Dielectrophoresis (DEP), on the other hand, employs a nonuniform electric field to induce a force that depends on a particle’s electric dipole. Particles are polarized and could experience a dielectric force . The net drag force is either in the direction of higher (positive DEP) or lower (negative DEP) electric field strength depending on the relative polarizability between the particle and the surrounding media. The dielectric force is related to the size and electrical properties of the particles, the electrical properties of the surrounding medium, and the frequency and intensity of the applied electric field. Ayala-Mar et al prototyped and demonstrated a microfluidic device consisting of a channel with two electrically insulating post sections for exosomes isolation. In each section, different nonuniform spatial distributions of the electric field are generated and, therefore, various dielectrophoretic forces act on exosomes. Side channels were placed adjacent to each section to allow sample recovery. By applying an electric potential difference of 2000 V across the length of the main channel, dielectrophoretic size-based separation of exosomes was observed in the microfluidics device.
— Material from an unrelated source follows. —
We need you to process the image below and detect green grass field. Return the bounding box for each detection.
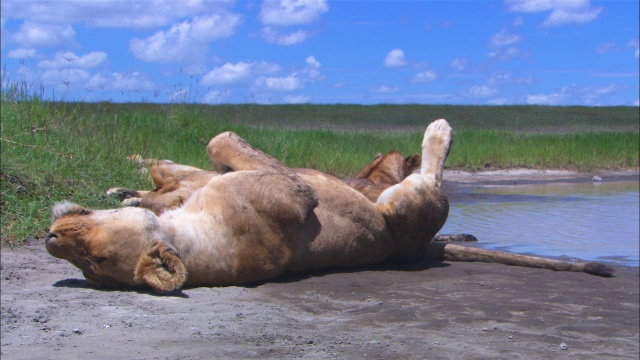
[1,80,638,245]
Although Microfluidics helps to differentiate, capture, enrich, and isolate particles of different size and shape, exosomes are very difficult to deal with due to sub micron size. The major challenge in exosome separation is to achieve high-throughput separation, with high purity and high recovery rate, and minimal damage. Although there has been significant progress, it is clear that none of the existing microfluidic techniques for exosome separation are faultless. For example, the presence of many thousands of micropillars leads to very low throughput and channel clogging issues. Furthermore, for these nano-size particles, the effect of diffusion is very prominent, which reduces the separation efficiency by having a large distribution of particles in the outlet channel .The recovery procedure using trapping exosomes in porous structures is currently time-consuming (over one day). Acoustic microfluidics separations has become interesting mainly because no physical contact required between the ultrasonic transducer and the liquid. Also, throughput in this method can be relatively high. The method, however, is not applicable to small exosomes, given that the acoustic force is proportional to (particle radius)3. DEP, on the other hand, has Advantages in attracting and repelling small particles, and no prior tagging is required for manipulation. However, Joule heating and electrothermal heating significantly affect the separation performance.
Overall, considering that current conventional exosome isolation techniques require significant capital and maintenance costs, microfluidic-based exosome isolation approaches are promising and could be cost-effective. They could be deployed in a large number of clinics and hospitals, and resource-scarce settings.